For every infinite sequence that sums to one that I can think of, for example $a_n = 2^{-n}$, the sum $\sum\limits_{n=1}^\infty \frac{a_n}{a_n-1}$ converges, but how can I prove this? I tried the definition of a Cauchy sequence, the ratio test, but:

$$\lim\limits_{n \rightarrow \infty} \left| \frac{a_{n+1}}{a_n} \right| = 1$$

so it is inconclusive, and I don't see how I can use the root test.

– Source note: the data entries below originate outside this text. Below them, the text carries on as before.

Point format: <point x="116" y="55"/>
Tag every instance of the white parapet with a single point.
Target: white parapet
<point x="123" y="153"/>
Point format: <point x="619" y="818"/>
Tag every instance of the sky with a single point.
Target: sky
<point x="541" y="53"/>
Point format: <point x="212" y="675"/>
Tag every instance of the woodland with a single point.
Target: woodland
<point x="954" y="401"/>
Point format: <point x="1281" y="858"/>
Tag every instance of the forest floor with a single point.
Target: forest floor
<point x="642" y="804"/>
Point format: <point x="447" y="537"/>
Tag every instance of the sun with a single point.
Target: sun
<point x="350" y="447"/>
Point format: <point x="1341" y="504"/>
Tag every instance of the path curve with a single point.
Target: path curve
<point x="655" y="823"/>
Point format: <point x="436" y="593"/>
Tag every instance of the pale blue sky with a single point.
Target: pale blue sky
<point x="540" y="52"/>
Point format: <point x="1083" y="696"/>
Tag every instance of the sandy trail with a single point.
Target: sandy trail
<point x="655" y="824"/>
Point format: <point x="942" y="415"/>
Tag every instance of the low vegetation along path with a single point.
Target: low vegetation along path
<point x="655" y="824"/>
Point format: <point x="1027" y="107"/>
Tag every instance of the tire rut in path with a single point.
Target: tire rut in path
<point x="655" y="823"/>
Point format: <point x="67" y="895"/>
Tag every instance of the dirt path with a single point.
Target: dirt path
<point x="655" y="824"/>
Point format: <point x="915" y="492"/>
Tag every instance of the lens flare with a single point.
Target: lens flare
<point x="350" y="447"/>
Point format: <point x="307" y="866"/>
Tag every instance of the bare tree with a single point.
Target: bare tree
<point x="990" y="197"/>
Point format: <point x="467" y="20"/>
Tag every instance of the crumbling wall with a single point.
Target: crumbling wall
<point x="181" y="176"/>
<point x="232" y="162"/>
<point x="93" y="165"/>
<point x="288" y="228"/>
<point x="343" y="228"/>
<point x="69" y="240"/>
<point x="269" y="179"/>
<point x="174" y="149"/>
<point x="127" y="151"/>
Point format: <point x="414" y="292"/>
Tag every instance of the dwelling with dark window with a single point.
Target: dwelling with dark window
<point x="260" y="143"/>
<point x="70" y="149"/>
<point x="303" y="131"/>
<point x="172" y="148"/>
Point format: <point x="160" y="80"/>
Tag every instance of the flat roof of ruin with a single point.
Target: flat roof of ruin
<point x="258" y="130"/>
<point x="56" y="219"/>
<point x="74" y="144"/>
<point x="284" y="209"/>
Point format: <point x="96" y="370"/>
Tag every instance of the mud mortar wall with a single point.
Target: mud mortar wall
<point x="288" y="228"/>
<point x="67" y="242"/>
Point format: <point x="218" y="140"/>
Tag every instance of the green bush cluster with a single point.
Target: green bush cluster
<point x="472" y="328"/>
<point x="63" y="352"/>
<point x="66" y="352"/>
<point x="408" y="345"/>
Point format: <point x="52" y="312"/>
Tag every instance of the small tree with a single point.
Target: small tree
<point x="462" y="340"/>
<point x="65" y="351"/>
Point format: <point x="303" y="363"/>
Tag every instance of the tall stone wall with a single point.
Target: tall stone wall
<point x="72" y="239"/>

I also don't see a convergent sequence that is below the sequence above.

Thank you for your help!

Answer 1

Let $\epsilon>0$. As $\sum a_n$ converges, we have $a_n\to 0$ and in particular $a_n<\frac \epsilon{1+\epsilon}$ for almost all $n$. Apart from the finitely many summands with $a_n\ge \frac \epsilon{1+\epsilon}$, we have $a_n<\frac{a_n}{1-a_n}<(1+\epsilon)a_n$. Then the liminf and limsup of the partial sums of $\sum\frac{a_n}{1-a_n}$ differ by at most $\epsilon\sum a_n\le \epsilon$. As $\epsilon$ was arbitrary positive, we conclude that $\liminf=\limsup$.

Answer 2

You have

• $\lim_{n\to \infty} a_n = 0$ since $\sum_{n=1}^\infty a_n \leq 1$.
• $\Rightarrow \lim_{n\to \infty} \frac{1}{a_n - 1} = -1$.
• $\Rightarrow -1 -\epsilon < \frac{1}{a_n - 1}< -1 +\epsilon$ for $n\geq N_{\epsilon}$. $$\stackrel{a_n \geq 0}{\Rightarrow} (-1-\epsilon)\sum_{n=N}^\infty a_n \leq \sum_{n=N}^\infty \frac{a_n}{a_n - 1} \leq (-1+\epsilon)\sum_{n=N}^\infty a_n$$ So, it is convergent.

Answer 3

Attempt at an answer (with help from the comments on my question):

Let me sort the $a_n$ in descending order, then $a_n < 1/2$ for $n \geq 2$, and the denominator $a_n - 1 < -1/2$, so $| \frac{a_n}{a_n -1} | \leq a_n$ and I've found a comparator series.

Answer 4

Hint: Since the sum is convergent the terms tend to $0$. So there exists $N$ such that $0\le a_n<1/2$ for all $n>N$. But $0\le a_n<1/2$ implies $1/(1-a_n)<2$.